In this case, heat is delivered by water. Water heating is a heat transfer process that uses an energy source to heat water above its initial temperature. Typical domestic uses of hot water include cooking, bathing, and space heating. The water is heated in a boiler using fuel (gas, oil or coal) and driven by water pumps through the pipe. Thus, energy is consumed.
As ensuring energy efficiency is of significant importance, it is vital to ask a question: “Is the consumed energy/ heat consumption appropriate under given circumstances”. This highlights the importance of continuous monitoring of heating system health.

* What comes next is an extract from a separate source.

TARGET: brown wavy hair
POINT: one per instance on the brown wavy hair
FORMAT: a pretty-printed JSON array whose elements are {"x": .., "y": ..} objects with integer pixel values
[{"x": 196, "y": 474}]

The task was to automate data interpretation to deliver actionable maintenance recommendations. In concrete, there were 89 buildings, while KPI for each of them was consumption of energy/ heat of a given building and influencers were the metered data like temperatures of incoming and outgoing water flow, the amount of water flowing through the pipe and meteorological data like outside temperature, wind sped and wind direction. In case of suspicious behavior of heat consumption of any building they wanted to get an alert, so they know when something abnormal happening (a ruptured pipe, loss of system pressure, stealing water, issues with radiator or boiler). It allows them to do inspections in the right city, of a proper building, at the right time.
The heat consumption of a building is dependent on the outside temperature, the number of people in the building, type of day, and all possible metered variables coming from components of a given heating system. Also, the purpose of a given building may play a role.
In the anomaly detection tasks with defined KPI - like this one, we recommend to include predictors, that are in a relationship with the given KPI. The more influential variables are at your disposal, the better estimation of normal behavior you get. In fact, you have to work with what you have, concerning what is your goal, taking into account other circumstances. A good illustration is wind direction.
If you have a wind turbine that can turn the head so that the blades face the wind through wind direction sensor combined with a motorised head moving mechanism, then wind direction has almost no influence on produces energy of a turbine. In reverse, if there were no such mechanism, wind direction would be crucial to do reasonable anomaly detection.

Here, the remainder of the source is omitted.